At the same time, China encourages its companies to invest overseas, and companies themselves opt to do so for their development. This process further promotes the coordinated development of global industrial chains. It is misleading to simply refer to such supply chain relations deeply embedded in the global division of labor as a "shock."
Moreover, China is not only a major exporter but also a major importer. As its industrial upgrading and technological progress accelerates, China's demand for high-end components, precision instruments, advanced materials, and other key parts is growing. In the first quarter of 2026, China's imports rose by 19.6 percent. Among these, imports of mechanical and electrical products increased by 21.7 percent. A large portion of these imported products are also intermediate goods, providing a vast market space for high-tech suppliers around the world.
Many foreign companies, attracted by the sheer scale of the Chinese market, continue to increase their investments in China and deeply participate in the upgrading of its industrial chains. The very market and opportunities arising from China's high-tech progress further expose the so-called "shock" rhetoric as being fundamentally biased and unfounded.
Furthermore, the "China Shock 2.0" rhetoric ignores the important solutions that China's high-tech development provides to the world, thereby highlighting the prejudice and absurdity of certain anti-China discourse. At a time when conflicts in the Middle East have triggered global concerns over energy security, China's new-energy products offer quality alternatives for countries seeking energy-security solutions. What Western rhetoric calls "China's excess capacity" is in fact a valuable resource for addressing the global green transition and energy crisis.

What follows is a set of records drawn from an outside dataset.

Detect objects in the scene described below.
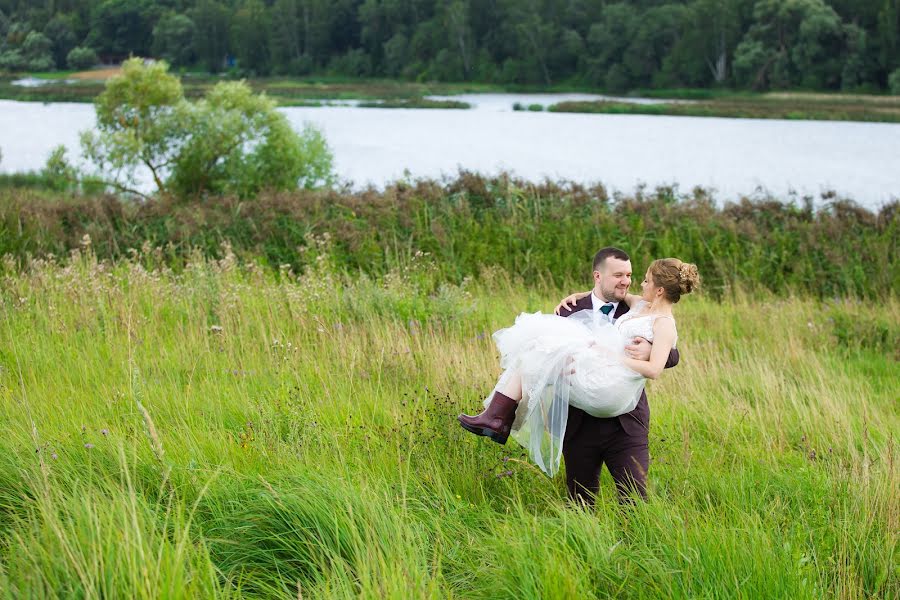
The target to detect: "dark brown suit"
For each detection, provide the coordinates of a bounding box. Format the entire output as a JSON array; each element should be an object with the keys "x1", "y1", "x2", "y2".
[{"x1": 560, "y1": 295, "x2": 679, "y2": 504}]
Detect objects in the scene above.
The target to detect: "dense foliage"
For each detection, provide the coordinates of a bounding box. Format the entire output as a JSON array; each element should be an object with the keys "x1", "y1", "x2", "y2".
[
  {"x1": 81, "y1": 58, "x2": 332, "y2": 198},
  {"x1": 0, "y1": 0, "x2": 900, "y2": 93},
  {"x1": 0, "y1": 173, "x2": 900, "y2": 298},
  {"x1": 0, "y1": 252, "x2": 900, "y2": 600}
]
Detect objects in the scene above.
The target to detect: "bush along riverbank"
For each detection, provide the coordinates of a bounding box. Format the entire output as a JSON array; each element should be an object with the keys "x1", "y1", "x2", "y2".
[{"x1": 0, "y1": 172, "x2": 900, "y2": 298}]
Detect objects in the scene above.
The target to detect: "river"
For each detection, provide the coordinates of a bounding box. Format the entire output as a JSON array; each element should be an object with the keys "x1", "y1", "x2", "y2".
[{"x1": 0, "y1": 94, "x2": 900, "y2": 209}]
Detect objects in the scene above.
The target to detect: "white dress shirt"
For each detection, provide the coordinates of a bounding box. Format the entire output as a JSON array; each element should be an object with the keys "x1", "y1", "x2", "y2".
[{"x1": 591, "y1": 292, "x2": 619, "y2": 323}]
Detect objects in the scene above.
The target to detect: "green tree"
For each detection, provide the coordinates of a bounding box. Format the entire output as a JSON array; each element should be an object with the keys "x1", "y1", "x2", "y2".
[
  {"x1": 82, "y1": 59, "x2": 333, "y2": 197},
  {"x1": 232, "y1": 0, "x2": 272, "y2": 75},
  {"x1": 188, "y1": 0, "x2": 231, "y2": 73},
  {"x1": 44, "y1": 14, "x2": 78, "y2": 69},
  {"x1": 87, "y1": 0, "x2": 161, "y2": 58},
  {"x1": 81, "y1": 58, "x2": 189, "y2": 192},
  {"x1": 734, "y1": 0, "x2": 847, "y2": 88},
  {"x1": 171, "y1": 82, "x2": 332, "y2": 197},
  {"x1": 66, "y1": 46, "x2": 100, "y2": 71},
  {"x1": 153, "y1": 12, "x2": 196, "y2": 66}
]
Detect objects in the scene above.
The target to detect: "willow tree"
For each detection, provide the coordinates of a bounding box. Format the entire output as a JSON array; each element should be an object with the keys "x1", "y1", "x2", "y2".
[{"x1": 81, "y1": 58, "x2": 333, "y2": 197}]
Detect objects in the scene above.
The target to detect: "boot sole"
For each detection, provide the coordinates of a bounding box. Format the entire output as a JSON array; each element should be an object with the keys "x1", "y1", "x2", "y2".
[{"x1": 456, "y1": 417, "x2": 509, "y2": 445}]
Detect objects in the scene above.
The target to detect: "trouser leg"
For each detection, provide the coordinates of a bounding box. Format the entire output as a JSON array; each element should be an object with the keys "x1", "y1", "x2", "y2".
[{"x1": 604, "y1": 428, "x2": 650, "y2": 502}]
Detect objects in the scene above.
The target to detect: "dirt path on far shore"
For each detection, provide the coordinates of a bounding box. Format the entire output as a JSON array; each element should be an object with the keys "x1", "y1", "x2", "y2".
[{"x1": 68, "y1": 67, "x2": 122, "y2": 81}]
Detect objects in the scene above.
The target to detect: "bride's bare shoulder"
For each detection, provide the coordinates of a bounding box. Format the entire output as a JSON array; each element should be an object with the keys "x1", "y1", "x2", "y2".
[{"x1": 625, "y1": 294, "x2": 641, "y2": 308}]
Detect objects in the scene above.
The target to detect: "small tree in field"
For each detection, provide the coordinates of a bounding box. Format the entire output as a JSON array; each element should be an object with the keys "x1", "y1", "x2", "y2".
[{"x1": 81, "y1": 58, "x2": 333, "y2": 197}]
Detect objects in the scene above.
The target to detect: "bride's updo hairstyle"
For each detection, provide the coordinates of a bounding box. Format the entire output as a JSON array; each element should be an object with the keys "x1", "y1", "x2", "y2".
[{"x1": 649, "y1": 258, "x2": 700, "y2": 304}]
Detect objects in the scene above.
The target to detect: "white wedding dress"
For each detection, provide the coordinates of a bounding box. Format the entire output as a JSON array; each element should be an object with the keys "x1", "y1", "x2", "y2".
[{"x1": 485, "y1": 300, "x2": 670, "y2": 477}]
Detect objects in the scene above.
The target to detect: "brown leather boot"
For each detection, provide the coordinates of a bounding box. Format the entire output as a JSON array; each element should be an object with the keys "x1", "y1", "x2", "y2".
[{"x1": 457, "y1": 392, "x2": 518, "y2": 444}]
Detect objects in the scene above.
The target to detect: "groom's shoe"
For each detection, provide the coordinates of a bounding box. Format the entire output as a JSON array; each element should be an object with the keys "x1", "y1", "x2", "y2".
[{"x1": 457, "y1": 392, "x2": 518, "y2": 444}]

In this sense, the "China Shock 2.0" claim is untenable because it is built from the very beginning on a false premise - misinterpreting mutually beneficial collaboration in global industrial chains as a zero-sum game, and maliciously framing the positive spillovers of China's high-tech development as a "shock" to others.

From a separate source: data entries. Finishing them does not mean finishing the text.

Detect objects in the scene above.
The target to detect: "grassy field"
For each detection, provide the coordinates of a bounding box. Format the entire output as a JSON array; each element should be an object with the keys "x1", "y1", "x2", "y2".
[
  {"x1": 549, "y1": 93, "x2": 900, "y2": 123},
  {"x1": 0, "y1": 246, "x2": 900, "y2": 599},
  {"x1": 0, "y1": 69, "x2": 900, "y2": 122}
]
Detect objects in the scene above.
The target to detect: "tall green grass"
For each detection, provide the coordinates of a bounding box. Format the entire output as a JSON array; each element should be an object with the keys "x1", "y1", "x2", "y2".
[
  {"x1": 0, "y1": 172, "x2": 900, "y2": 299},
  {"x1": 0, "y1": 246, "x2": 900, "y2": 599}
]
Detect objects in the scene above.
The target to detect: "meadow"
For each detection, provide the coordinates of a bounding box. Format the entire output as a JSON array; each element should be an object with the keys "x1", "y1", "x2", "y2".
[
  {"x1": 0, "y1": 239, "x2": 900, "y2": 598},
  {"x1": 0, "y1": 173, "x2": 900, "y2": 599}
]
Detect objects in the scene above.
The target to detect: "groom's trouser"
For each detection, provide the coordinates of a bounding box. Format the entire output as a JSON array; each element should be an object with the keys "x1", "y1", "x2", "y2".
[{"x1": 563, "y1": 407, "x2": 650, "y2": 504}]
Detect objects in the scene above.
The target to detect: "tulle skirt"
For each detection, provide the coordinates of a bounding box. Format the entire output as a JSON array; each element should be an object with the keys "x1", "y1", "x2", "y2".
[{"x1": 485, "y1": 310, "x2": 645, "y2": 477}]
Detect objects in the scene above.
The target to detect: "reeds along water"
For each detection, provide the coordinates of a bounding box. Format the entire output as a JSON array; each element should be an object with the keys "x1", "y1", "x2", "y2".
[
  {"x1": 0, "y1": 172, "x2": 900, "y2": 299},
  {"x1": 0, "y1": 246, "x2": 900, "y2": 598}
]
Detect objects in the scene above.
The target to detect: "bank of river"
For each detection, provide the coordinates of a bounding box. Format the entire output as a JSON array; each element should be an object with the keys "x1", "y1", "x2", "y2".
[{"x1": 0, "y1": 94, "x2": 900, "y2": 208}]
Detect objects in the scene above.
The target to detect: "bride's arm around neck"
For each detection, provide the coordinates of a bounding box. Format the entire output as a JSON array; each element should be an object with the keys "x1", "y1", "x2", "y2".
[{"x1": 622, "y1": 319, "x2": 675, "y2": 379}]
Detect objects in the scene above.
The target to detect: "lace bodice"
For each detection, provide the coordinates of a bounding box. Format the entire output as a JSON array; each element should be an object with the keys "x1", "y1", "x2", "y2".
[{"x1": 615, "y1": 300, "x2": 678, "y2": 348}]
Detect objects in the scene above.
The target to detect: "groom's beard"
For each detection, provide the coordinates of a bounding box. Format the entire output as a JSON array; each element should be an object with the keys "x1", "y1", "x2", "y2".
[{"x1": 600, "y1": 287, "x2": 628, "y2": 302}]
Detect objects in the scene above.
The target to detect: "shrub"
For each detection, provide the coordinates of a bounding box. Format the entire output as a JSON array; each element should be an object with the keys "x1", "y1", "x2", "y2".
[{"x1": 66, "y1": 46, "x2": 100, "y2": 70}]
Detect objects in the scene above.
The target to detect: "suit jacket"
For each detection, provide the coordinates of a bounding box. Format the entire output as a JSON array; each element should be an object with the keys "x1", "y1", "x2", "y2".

But the truth is that China's high-tech industries don't just export - they also import. They don't just compete - they also cooperate. They are changing the world, but the world is also changing them. This has never been about a one-way shock; it's about two-way engagement and co-evolution.
Anyone who stubbornly views Chinese manufacturing as a threat is not only misunderstanding how the global economy works but also risks missing the chance to benefit from the historic process.